初めて人前で泣いた。というか、泣くなんていつぶりだろう。それすら分からない。だから、勝手に流れ続ける涙を止める術を俺は知らなかった。
「何の味も……しない」
殆ど焦点の合っていなかった視界の中で何かが動いたと思った次の瞬間、俺の身体は温かいものに包まれていた。手の中からスプーンが落ちてカタン、という音を立てた。肩の辺りの筋肉と骨に僅かな軋みを感じ、固まっていた首をゆっくりと動かして、温もりの正体を知った。
「烏丸……力、強すぎ、いたい」
言っても烏丸は俺を抱き締める力を弱めなかった。俺は、烏丸に強く、強く抱き締められているのだった。ああ。なんか……いつか俺が烏丸にしたのと、似ているな……。

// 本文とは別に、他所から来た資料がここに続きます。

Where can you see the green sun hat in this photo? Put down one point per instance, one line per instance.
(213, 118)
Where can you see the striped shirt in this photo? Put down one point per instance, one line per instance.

「ごめんな……折角、食べさせてくれたのに。お前が作ってくれたり、お前と一緒に作るものは、何だってうまかったのに。なんでだろうな。シチューだけは……何の味もしない。ごめんな……ごめんな。俺、なんでこれが好きだって思ってたんだろう。俺本当は、食べられない、うまくない、シチュー……ごめん。ごめんな」
「いいんだよ。気にしてない。それより天ヶ瀬くんがほんのちょっとでも、自分を分かったことの方が、俺はうれしいよ。何が好きで、何が嫌いか。ちょっとずつでも、ゆっくりでも、これから、分かっていけばいい。俺も、近くで見てるから。手伝うから。だから……だから、いいんだよ。無理は、しなくても」
「うん……」
ああ。すごい、あったかい。俺は瞼の力を少し、抜いた。烏丸の心音と俺の心音が、混ざり合って、自分の呼吸がだんだんゆっくりになっていくのを感じた。